Voting as a Right and Responsibility

by | Oct 21, 2020 | Struggle for Democracy | 0 comments

We as a people must reconstruct the meaning and the importance of voting. For many, the perception of civics and the perception of voting have been damaged and altered. Many believe that casting a ballot is the beginning and end of one’s civic duty. Yet even more believe that their vote does not matter. In reality, our vote does matter. When it comes to major or minor elections, our vote matters. When a candidate runs for office, even one vote from us as citizens can make all the difference in an outcome.  

Not long ago we met with the Mayor of Tacoma, Washington. Mayor Victoria Woodards explained that having the right to vote is a privilege. It is a privilege because of the sacrifices it took to get the right to vote. During the Civil Rights Movement, mothers, fathers, children and grandparents all sacrificed their time and health to contribute their hearts and minds to a right which we have today. Others were lynched, pushed, beaten, hosed, murdered, trampled over and mocked. But by utilizing cultural/spiritual power, economic and political power, these valiant men and women were able to accomplish securing of the right to vote. Through the dedication and work of those who have gone before us, they made sure that future generations would have the power to change realities with the casting of their ballots.  

We have forgotten their stories. We have forgotten to broaden our consciousness by studying and honoring the struggle and the hardship it took to get voting rights and to limit voter suppression.

Part of the work we do involves getting our peers registered in our schools. When we set up tables for registration at school, countless students pass and ignore our table– even though they know that our table sign reads: Register to Vote. We have even found some students will lie about their age when asked if they are able to register to vote. This response reflects how we as a people have developed a relationship with the common narrative that our vote does not matter.  

There are two realities this attitude stems from. The first reality is the reality of complacency. When people respond with our vote does not matter, it can be utilized as an excuse. The power of voting can change many injustices in America such as police brutality, childhood poverty, the separation of families, the countless wars in America and many more. Voting has the power to elect politicians who are willing to work for the people. However, instead of organizing ourselves, we are trained to follow patterns of living life oblivious, distracted, and indifferent to the issues that have direct and indirect effects on all of us. We live in the comfort of our own phones, social media, of the brand of our clothes, of luxurious destinations and vacation.

We have created normalized comforts within our personalities as well. We are being raised on a culture of not speaking up, of being shallow, and of being good reliable consumers. Most importantly, we are not being challenged to love one another.
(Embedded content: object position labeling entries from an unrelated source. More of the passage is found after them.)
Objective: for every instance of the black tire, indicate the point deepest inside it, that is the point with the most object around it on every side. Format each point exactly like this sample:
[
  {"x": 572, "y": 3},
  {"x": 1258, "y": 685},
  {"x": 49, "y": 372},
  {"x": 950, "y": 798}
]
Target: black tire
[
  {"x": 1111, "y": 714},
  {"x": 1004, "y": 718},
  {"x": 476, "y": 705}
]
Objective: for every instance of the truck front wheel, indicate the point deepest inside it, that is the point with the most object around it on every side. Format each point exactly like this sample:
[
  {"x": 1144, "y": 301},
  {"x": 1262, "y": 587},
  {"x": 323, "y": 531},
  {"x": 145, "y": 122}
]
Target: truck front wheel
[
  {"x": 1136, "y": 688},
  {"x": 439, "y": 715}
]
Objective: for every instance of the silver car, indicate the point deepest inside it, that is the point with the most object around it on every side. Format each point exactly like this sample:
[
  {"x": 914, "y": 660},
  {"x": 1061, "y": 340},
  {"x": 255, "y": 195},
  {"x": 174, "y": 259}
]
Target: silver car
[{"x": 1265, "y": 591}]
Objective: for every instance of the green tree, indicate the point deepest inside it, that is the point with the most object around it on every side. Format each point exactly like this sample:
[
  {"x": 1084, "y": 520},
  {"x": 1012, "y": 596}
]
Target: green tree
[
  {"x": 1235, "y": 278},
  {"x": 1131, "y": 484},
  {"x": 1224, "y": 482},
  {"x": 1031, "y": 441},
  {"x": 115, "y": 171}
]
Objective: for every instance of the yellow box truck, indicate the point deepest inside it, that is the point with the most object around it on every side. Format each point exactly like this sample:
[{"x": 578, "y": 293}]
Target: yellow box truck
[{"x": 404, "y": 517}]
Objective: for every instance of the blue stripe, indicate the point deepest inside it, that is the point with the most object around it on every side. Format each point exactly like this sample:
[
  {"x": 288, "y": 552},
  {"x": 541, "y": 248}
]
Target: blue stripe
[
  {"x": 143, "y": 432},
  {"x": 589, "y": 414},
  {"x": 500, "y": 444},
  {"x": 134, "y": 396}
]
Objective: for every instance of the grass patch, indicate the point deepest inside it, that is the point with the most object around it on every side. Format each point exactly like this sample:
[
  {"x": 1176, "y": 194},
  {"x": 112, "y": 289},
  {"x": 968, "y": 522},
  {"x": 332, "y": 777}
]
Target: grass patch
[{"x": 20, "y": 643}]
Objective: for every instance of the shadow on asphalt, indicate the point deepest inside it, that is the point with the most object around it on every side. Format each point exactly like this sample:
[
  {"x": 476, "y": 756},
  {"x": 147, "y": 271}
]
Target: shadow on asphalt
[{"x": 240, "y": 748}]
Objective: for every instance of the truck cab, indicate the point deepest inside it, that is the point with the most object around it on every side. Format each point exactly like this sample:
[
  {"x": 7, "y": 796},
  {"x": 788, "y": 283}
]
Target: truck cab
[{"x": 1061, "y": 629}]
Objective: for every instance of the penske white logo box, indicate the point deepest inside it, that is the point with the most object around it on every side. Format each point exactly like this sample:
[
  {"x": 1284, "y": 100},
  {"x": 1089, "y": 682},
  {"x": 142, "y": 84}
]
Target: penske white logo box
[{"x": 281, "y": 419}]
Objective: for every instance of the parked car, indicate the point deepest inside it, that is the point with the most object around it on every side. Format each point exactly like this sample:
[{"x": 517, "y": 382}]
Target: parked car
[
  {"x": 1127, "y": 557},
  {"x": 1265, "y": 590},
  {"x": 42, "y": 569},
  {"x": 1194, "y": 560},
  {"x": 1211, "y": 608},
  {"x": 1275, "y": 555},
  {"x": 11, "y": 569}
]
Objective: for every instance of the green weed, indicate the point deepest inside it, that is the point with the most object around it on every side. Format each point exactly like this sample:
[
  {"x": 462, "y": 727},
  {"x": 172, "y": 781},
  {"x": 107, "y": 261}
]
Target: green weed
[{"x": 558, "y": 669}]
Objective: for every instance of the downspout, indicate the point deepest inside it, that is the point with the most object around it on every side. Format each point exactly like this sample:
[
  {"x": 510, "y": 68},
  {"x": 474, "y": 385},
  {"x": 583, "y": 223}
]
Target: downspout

All these things draw our hearts and minds to the idea that it is much easier to care about ourselves, to remain content, and to not vote. This easily creates the shallow mindset of being individualistic, lacking in a global perspective. This is when voting becomes the last thing on someone’s list.  

The other reality from which the statement stems is hopelessness. Too many of our young people leave schools with a sense of hopelessness.  This reflects deep flaws in our educational systems.  Not only do our schools play a role in the miseducation of students, but they it is common to see that Black, brown and poor students are often excluded and pushed out. Education that creates hopelessness often breeds competition in any aspect which is measurable.  As well as creating segregation between those who are set for success, and the ones set for failure. This results in the very systems that should support us, actively turned against us.  Here I am referring to the justice system, employment and hiring systems, the health system, the political system and sometimes even our family systems. It is not surprising to see how these are the same people who lose faith and hope in politics.  And as they lose faith in themselves, voting no longer seems like a solution.

The continuation of hopelessness and complacency can no longer continue. Our people’s suffering and our history are proof of this. We must exercise the right to vote.  And if you are too young or not able to vote, you can inspire those who can vote, to vote.  Every vote matters.